A riveting tour
de force by Canada’s leading military historian about the heroic Black Watch’s
fight for survival at Verrières Ridge
Centred around
one of Canada’s most storied regiments, Seven Days in Hell tells
the epic tale of the bloody battle for Verrières Ridge, a dramatic saga that
unfolded just weeks after one of Canada’s greatest military triumphs of the
Second World War. O’Keefe takes us on a heart-pounding journey at the sharp end
of combat during the infamous Normandy campaign, when more than 300 Black Watch
Highlanders from across Canada, the United States, Great Britain and the Allied
world found themselves embroiled in mortal combat against elite Waffen-SS units
and grizzled Eastern Front veterans. Only a handful walked away. Pinned down as
the result of strategic blunders and the fog of war, the men were thrust into a
nightmare where station, rank, race and religion mattered little and only
character won the day. Drawing on formerly classified documents and rare first-person
testimony from the men who fought on the front lines, O’Keefe follows the
footsteps of the ghosts of Normandy, giving a voice yet again to the men who
sacrificed everything in the summer of 1944.

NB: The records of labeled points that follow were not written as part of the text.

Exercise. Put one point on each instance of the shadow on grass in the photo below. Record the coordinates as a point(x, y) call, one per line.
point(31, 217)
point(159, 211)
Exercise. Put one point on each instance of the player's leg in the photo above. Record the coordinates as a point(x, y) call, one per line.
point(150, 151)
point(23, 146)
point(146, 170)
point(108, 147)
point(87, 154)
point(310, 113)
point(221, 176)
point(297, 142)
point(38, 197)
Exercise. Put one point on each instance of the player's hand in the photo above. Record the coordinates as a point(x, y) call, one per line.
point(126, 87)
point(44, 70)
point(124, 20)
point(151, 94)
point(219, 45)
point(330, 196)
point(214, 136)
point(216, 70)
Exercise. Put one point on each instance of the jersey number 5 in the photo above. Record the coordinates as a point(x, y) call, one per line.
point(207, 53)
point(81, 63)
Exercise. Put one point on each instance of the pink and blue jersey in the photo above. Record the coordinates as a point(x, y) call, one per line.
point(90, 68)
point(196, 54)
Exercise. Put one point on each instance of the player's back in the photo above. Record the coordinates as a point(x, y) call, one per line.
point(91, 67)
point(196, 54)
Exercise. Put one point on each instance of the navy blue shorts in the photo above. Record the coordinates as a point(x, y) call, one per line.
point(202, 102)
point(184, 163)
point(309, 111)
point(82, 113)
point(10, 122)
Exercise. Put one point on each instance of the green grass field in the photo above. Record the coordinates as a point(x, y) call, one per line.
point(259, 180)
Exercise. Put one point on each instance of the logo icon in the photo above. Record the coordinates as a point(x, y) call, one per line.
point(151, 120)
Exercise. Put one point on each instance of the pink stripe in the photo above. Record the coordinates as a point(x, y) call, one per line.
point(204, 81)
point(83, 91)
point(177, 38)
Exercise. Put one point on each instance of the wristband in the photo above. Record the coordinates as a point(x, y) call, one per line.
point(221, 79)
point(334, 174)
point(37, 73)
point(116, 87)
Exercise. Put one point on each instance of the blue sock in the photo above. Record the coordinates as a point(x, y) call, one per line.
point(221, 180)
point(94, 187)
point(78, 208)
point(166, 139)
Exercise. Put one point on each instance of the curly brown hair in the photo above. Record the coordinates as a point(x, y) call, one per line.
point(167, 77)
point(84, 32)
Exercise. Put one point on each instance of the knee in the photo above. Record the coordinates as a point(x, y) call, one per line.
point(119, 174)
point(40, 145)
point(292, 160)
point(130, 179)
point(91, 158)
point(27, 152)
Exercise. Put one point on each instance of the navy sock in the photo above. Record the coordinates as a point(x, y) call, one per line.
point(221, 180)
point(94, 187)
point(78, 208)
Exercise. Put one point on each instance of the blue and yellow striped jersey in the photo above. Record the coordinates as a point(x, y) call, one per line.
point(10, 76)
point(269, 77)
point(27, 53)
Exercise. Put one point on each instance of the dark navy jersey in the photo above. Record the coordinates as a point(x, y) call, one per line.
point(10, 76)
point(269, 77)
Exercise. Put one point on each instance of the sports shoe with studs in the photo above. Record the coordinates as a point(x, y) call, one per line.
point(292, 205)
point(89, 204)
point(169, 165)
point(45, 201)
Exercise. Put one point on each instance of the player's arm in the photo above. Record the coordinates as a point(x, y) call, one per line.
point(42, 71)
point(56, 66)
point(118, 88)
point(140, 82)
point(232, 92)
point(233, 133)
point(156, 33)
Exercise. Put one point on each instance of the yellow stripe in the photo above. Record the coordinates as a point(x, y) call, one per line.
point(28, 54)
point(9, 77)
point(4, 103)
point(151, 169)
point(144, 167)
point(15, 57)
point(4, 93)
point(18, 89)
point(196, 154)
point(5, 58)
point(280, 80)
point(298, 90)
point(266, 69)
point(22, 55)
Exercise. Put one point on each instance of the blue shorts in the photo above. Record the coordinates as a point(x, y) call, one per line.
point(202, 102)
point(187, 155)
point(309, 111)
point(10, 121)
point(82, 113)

DAVID O’KEEFE is an award-winning historian, documentarian and professor at Marianopolis College in Westmount, Quebec. He served with the Black Watch (Royal Highland Regiment) of Canada in the Canadian Forces in Montreal and worked as a signals intelligence research historian for the Directorate of History and Heritage. He created and collaborated on more than fifteen documentaries for the History channel and National Geographic and has appeared on CBC, CTV, Global Television and the UKTV Network in Great Britain. He wrote and co-produced the groundbreaking documentary Dieppe Uncovered, which made headlines around the world, as well as the documentary Black Watch Snipers. He is also the writer, co-creator and host of the History channel’s program War Junk. In addition, he is the bestselling author of One Day in August: The Untold Story behind Canada’s Tragedy at Dieppe, a finalist for the John W. Dafoe Book Prize, the CAA Lela Common Award for Canadian History and the RBC Taylor Prize. David O’Keefe lives in Rigaud, Quebec, with his wife and children.